Scenically beautiful, Langebaan Lagoon is the focal point of the wetland wilderness and the four offshore islands that comprise the park. The lagoon is also a water sports paradise where you can swim and fish and where conditions are ideal for boardsailing, yachting, snorkelling and scuba diving. Internationally renowned among ornithologists, this is one of the world's most important bird sanctuaries, providing a haven for some 256 species.
Langebaan Lagoon in the West Coast National Park (022 772 2797/ 772 2144) was registered as a wetland of international importance for birds, with the Ramsar Convention, which came into force in 1988. The West Coast National Park has a number of bird hides overlooking various areas of the lagoon.
The Geelbek Hide, situated near the Geelbek information centre (which also has a small restaurant and picnic area), overlooks salt marsh and mudflats and is one of the best spots to view migratory as well as resident waders as they feed at low tide. The visitors spend their summers at Langebaan Lagoon before making their epic journeys back to Siberia, Greenland and Northern Europe in April. These species can also be viewed from the salt-marsh hide about 1km from Geelbek and at the Seeberg hide near the entrance to the Park.
The Geelbek hide's proximity to the reed beds also allows for viewing of harriers, rails and warblers at intermediate tide levels while flocks of flamingos are often present during winter. This hide is best visited on the incoming tide, when the water pushes birds progressively closer to the hide. Many rare waders have been seen here in recent summers, including Hudsonian and Black-tailed Godwits, White-rumped Sandpiper, Broad-billed Sandpiper and Dunlin.
Salt-Marsh Bird Hides: These locations are popular roosting areas and wading birds gather there when it is high tide at Geelbek.
Sometimes as many as 300/400 flamingos can be viewed from the Seeberg Hide (near the entrance to the park, on the Langebaan side) at high tide. These birds spend time feeding in the Lagoon but do not breed there. They travel as far north as pans in Botswana and Namibia to breed. There is good wader and tern viewing from this hide on an incoming or outgoing tide.
Another feature of the National Park's birding is the important breeding colonies on the four islands near the mouth of Saldanha Bay. There are only six colonies of Cape Gannets in the world, and tens of thousands of pairs breed here on Malgas Island. Cormorants and penguins are also common. The island can be visited by boat under the guidance of a park guide. Jutten and Schaapen Islands host very sensitive breeding colonies of various bird species and can only be viewed from the water.

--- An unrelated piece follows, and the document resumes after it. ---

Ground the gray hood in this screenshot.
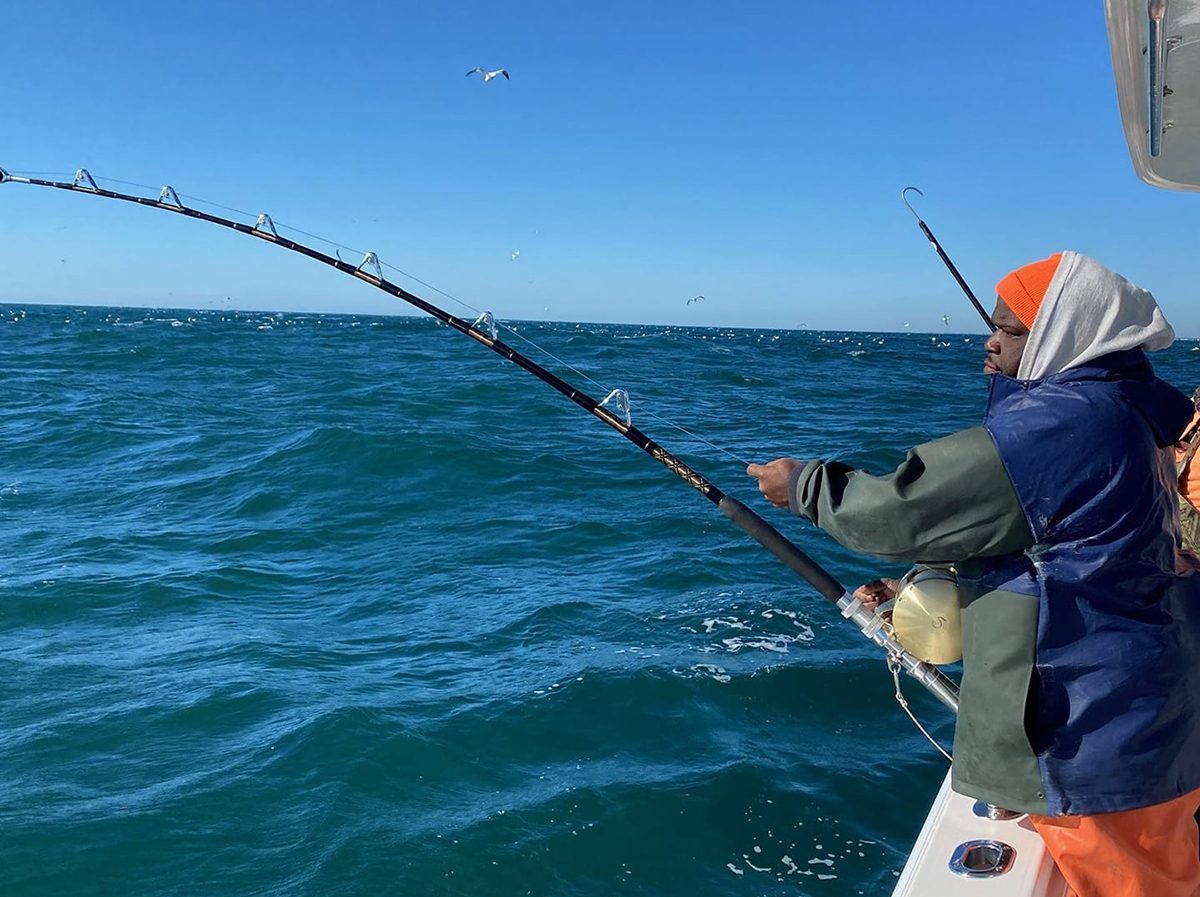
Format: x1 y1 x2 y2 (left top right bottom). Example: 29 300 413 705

Marcus Island is a breeding area for penguins, cormorants and other marine birds. Due to the sensitivity of the breeding colonies, visitors may not visit the island. A protective wall is in place to keep predators out. Visitors may use binoculars and climb on the rocks outside the wall, not on the wall, to view the birds. Along the roads in the Park and in the trees around the Geelbek homestead may land/bush birds, as well as birds of prey can be seen.